Oregon was the first state to follow California in implementing an energy storage mandate. But, as Pacific Power’s recent filing with the Oregon Public Utility Commission shows, the economics of energy storage may take more time to become favorable, at least for some.
In 2015, Oregon’s legislature passed H.B. 2193, which requires the state’s two main investor-owned utilities, Portland General Electric and PacifiCorp’s Pacific Power, to have a minimum of 5 MWh of energy storage in service by January 1, 2020. The mandate is capped at 1% of a utility’s peak load from 2014, except for a project of “statewide significance.” The law also allows the utilities to recover the costs of those energy storage systems through electric rates.
In January 2017, the Oregon PUC released the guidelines and timelines for the energy storage mandate. The guidelines encourage projects that “stack” revenues by being able to serve multiple applications and recognize that storage can be used to defer costlier investments in transmission infrastructure such as substations, as well as providing other ancillary services.
In an early April filing with the PUC, Pacific Power identified two pilot projects with an aggregate capacity of 4 MW, 11 MWh. In the filing, Pacific Power said the projects would meet the requirements of H.B. 2193, provide a controlled environment to explore multiple use case applications and allow it “to experiment with energy storage in preparation for potential future wide scale deployment, while remaining fair and reasonable to customers.”
Pacific Power’s proposed projects, while well above the minimum 5 MWh threshold set by the PUC, come in far below the 1% of peak cap, which would be roughly 21 MW for the utility.
In contrast, Portland General Electric, the state’s other IOU, in November said it would spend between $50 million and $100 million to install 39 MW of energy storage projects, which is just below its 1% peak cap.
Not cost effective
In its analysis, Pacific Power used seven different use-case scenarios, but found that energy storage is not cost effective in any modeled scenario.

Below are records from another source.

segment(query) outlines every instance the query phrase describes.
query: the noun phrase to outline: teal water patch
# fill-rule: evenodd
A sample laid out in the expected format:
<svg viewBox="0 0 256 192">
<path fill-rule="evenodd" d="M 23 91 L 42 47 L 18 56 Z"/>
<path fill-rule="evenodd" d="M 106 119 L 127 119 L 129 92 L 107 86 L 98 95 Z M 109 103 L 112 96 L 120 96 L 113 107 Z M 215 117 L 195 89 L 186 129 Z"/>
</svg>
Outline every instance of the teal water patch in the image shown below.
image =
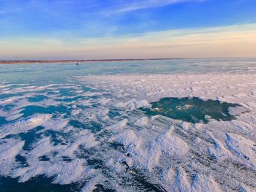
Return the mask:
<svg viewBox="0 0 256 192">
<path fill-rule="evenodd" d="M 53 179 L 40 175 L 34 177 L 25 183 L 19 183 L 18 178 L 0 176 L 0 191 L 70 192 L 79 191 L 81 188 L 81 186 L 78 183 L 69 185 L 53 184 L 52 183 Z"/>
<path fill-rule="evenodd" d="M 48 99 L 48 97 L 45 96 L 38 95 L 38 96 L 36 96 L 34 97 L 29 97 L 28 99 L 28 101 L 30 102 L 37 102 L 37 101 L 42 101 L 46 99 Z"/>
<path fill-rule="evenodd" d="M 236 118 L 229 113 L 229 107 L 241 107 L 238 104 L 220 102 L 208 99 L 203 101 L 197 97 L 162 98 L 159 101 L 152 102 L 151 108 L 140 108 L 148 115 L 168 117 L 192 123 L 208 123 L 208 118 L 227 121 Z"/>
</svg>

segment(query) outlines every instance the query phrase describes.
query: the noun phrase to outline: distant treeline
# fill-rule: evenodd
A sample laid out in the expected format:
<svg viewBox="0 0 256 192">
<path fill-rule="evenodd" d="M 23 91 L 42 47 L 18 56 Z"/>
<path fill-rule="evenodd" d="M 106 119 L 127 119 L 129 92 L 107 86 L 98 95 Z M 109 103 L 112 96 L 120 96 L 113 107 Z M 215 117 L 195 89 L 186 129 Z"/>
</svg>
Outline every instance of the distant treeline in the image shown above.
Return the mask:
<svg viewBox="0 0 256 192">
<path fill-rule="evenodd" d="M 171 60 L 171 59 L 181 59 L 181 58 L 127 58 L 127 59 L 52 60 L 52 61 L 51 60 L 2 60 L 2 61 L 0 61 L 0 64 L 132 61 L 154 61 L 154 60 Z"/>
</svg>

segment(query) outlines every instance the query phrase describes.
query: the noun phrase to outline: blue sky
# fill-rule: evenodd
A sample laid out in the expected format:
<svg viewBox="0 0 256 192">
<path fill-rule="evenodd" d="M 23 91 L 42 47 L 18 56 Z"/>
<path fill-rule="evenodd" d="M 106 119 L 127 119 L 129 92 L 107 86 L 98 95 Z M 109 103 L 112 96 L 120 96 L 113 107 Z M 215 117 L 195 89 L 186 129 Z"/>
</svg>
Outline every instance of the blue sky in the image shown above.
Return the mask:
<svg viewBox="0 0 256 192">
<path fill-rule="evenodd" d="M 32 49 L 33 44 L 43 49 L 51 43 L 58 52 L 56 58 L 61 58 L 59 47 L 71 49 L 75 57 L 78 47 L 86 46 L 80 43 L 85 39 L 102 40 L 105 45 L 159 31 L 179 30 L 184 34 L 234 26 L 238 29 L 239 26 L 252 28 L 256 23 L 255 10 L 255 0 L 0 0 L 0 49 L 7 46 L 10 52 L 0 53 L 0 59 L 20 58 L 22 53 L 40 58 L 39 53 L 29 55 L 29 49 L 22 52 L 24 47 Z M 45 58 L 47 53 L 43 52 L 41 58 Z M 83 58 L 82 53 L 79 58 Z"/>
</svg>

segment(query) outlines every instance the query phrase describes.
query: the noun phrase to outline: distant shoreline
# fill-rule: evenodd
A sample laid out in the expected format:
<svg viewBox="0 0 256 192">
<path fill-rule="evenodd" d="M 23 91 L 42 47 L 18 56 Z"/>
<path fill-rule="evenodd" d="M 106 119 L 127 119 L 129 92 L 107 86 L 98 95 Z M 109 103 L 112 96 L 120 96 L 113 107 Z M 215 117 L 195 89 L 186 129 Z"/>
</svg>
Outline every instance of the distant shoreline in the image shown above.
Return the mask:
<svg viewBox="0 0 256 192">
<path fill-rule="evenodd" d="M 8 61 L 0 61 L 0 64 L 136 61 L 176 60 L 176 59 L 183 59 L 183 58 L 127 58 L 127 59 L 91 59 L 91 60 L 8 60 Z"/>
</svg>

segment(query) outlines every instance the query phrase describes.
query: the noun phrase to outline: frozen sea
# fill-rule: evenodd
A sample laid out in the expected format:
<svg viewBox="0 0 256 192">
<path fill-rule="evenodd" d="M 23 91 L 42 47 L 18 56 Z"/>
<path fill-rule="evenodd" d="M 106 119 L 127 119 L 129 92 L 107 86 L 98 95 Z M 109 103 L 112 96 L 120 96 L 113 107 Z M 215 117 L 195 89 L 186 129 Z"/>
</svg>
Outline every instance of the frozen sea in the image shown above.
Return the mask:
<svg viewBox="0 0 256 192">
<path fill-rule="evenodd" d="M 0 191 L 256 191 L 256 58 L 0 65 Z"/>
</svg>

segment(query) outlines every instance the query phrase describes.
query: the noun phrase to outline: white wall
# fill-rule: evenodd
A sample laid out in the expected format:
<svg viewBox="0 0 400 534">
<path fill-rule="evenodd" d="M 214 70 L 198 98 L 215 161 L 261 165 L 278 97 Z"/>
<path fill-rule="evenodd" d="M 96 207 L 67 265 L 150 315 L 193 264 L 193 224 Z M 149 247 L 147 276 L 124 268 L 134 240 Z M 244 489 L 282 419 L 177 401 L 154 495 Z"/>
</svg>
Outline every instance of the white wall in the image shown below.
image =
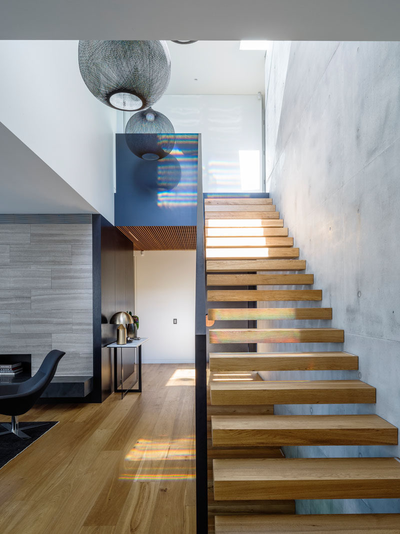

Pacific Power said the results demonstrate that “a range of energy storage benefits and costs exists, highly dependent on use case parameters, such as reserving capacity for regulation as opposed to spin/non-spin reserve, and technology parameters, such as capacity or energy rating.” The greatest potential benefit from energy storage on its network for all utility customers, Pacific Power’s analysis found, “is likely achieved through co-optimizing around regulation.”
Pacific Power’s analysis settled on a 2 MW by 3 hour pilot project. The utility admitted that the pilot projects “may not currently be cost-effective. PacifiCorp anticipates that in the future, changes to PacifiCorp’s system and in the energy storage market have the potential to make energy storage more competitive and potentially cost effective.” Based on its forward looking projection for energy storage on the PacifiCorp network, the utility estimated that energy storage has the potential to become cost effective in 2029.
There could be many different reasons for the disparity between Portland General’s approach to energy storage and Pacific Power’s, analysts say.
One potential reason is the difference between the two utilities. Portland General’s territory is confined to a single area within a single state. Pacific Power is part of PacifiCorp, a much larger corporate entity that has utility operations in multiple states. Pacific Power’s territory is also more rural than Portland General’s.
Another part of the equation is what the utility is planning in terms of building flexible gas plants and what kind of contracts they have for hydropower. Contracts for flexible hydropower could reduce the need for energy storage, Mihir Desu, a manager with Strategen Consulting, told Utility Dive.
“The ultimate driver of energy storage is capacity value,” Desu said. Portland General is retiring a coal plant in 2020. That drove up the value of storage for the utility, he said. Desu formerly worked at Portland General and was part of the team that put together the utility’s storage filing.
Pacific Power’s capacity needs are unclear, but in the PUC filing the utility noted that under Oregon law it will have to close coal-fired generation in the state by 2030.
Pacific Power did not return multiple requests for comment.
Tough market for storage
Overall, despite supportive policies, the Pacific Northwest could be a tough market for energy storage. In a report released earlier this year, consulting firm Cadmus Group found that the development of energy storage in the Northwest is hampered by several factors.
Hydropower dominates the Pacific Northwest, providing about 80% of the electricity in the region and at relatively low rates. Hydropower also is a low carbon, renewable resource and, in some instances, can store energy.
In addition, the Northwest does not have an organized capacity market that can provide price signals for services that energy storage could provide such as ancillary services. And the region lacks differential pricing that recognizes the locational and temporal flexibility of storage.
In that context, Pacific Power’s energy storage strategy may be a prudent solution. “Pacific Power appears to have picked something that would provide them with data,” Jessica Shipley, an associate with the Regulatory Assistance Project, told Utility Dive.
Energy storage is going to be a key piece of the energy future in the Northwest, Shipley said. “We need to start working now in order to have energy storage available when it is needed.”